= Change of gauge (aviation) =

Changing aircraft without changing the flight number

In air transport, a change of gauge for a passenger or cargo flight is a change of aircraft that retains the same flight number. The term is borrowed from the rail transport practice of gauge change. When a feeder flight connects to a flight on a larger aircraft, this is sometimes called a funnel flight.

An example of a change-of-gauge flight from a larger to a smaller aircraft in the early 1970s is found in the Pan American World Airways (Pan Am) April 29, 1973, system timetable, with Pan Am flight 295 from New York John F. Kennedy International Airport (JFK) nonstop to San Juan, Puerto Rico (SJU) being operated with a Boeing 747, with the continuation of flight 295 from San Juan nonstop to Port of Spain (POS) being operated with a Boeing 727 with through passengers from New York to Port of Spain changing aircraft in San Juan.

A Y-type change of gauge is one where a flight has two flight numbers and transfers into two other flights with different destinations. For example, flight number 100 may fly Boston–Paris–Athens, and flight number 200 may fly Boston–Paris–Rome, with the Boston–Paris leg being on the same aircraft in both cases.

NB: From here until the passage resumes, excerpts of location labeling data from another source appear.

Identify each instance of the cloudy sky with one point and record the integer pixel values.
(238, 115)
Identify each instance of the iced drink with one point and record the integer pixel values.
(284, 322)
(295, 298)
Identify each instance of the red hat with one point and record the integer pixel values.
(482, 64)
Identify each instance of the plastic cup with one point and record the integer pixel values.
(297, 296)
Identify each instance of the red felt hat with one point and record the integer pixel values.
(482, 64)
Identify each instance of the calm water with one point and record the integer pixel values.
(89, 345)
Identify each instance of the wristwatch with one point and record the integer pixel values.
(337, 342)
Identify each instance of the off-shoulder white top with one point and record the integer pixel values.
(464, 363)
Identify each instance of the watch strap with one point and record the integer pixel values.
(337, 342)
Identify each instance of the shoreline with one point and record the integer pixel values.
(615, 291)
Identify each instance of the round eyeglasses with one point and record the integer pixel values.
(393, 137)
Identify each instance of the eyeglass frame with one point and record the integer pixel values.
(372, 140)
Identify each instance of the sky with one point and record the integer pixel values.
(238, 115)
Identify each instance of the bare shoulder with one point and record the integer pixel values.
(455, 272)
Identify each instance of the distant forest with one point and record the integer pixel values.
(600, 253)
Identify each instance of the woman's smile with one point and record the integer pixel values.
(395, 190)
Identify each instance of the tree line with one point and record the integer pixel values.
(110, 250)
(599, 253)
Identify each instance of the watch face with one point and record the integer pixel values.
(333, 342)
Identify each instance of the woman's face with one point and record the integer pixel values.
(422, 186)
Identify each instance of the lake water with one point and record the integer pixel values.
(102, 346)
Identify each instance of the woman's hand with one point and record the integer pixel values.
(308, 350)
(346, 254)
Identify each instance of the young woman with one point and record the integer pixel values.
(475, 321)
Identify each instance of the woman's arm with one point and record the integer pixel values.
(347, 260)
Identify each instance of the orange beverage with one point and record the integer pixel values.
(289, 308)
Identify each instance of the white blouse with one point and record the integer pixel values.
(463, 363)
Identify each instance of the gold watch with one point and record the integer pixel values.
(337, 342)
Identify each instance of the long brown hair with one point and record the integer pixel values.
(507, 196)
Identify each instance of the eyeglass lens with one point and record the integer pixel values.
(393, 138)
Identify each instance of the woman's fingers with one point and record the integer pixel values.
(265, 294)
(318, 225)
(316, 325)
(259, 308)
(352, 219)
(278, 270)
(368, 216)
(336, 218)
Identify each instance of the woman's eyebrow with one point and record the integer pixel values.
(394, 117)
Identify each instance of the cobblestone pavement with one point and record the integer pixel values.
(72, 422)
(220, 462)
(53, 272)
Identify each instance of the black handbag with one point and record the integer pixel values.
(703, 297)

Some passengers, such as persons with disabilities or who are otherwise not disposed to make a connection, prefer to book on flights without a change of aircraft. However, passengers could incorrectly assume that if they are traveling on a single flight number they will not be required to change planes. Single flight numbers are typically used for an originating domestic to international destination or the return (e.g., San Francisco to Chicago to Paris).

==United States==
As of 2001, six U.S. based airlines, being American Airlines, Continental Airlines,
Delta Air Lines, Northwest Airlines, US Airways, and United Airlines, had flights that featured a change of gauge. Title 14 CFR Part 258, "Disclosure of Change of Gauge Services," requires air carriers to disclose to passengers, travelling on a single flight number, if they will be required to change planes during the flight. Part 258 requires the air carriers to inform the consumer that there is a change of gauge in the itinerary before the reservation is made.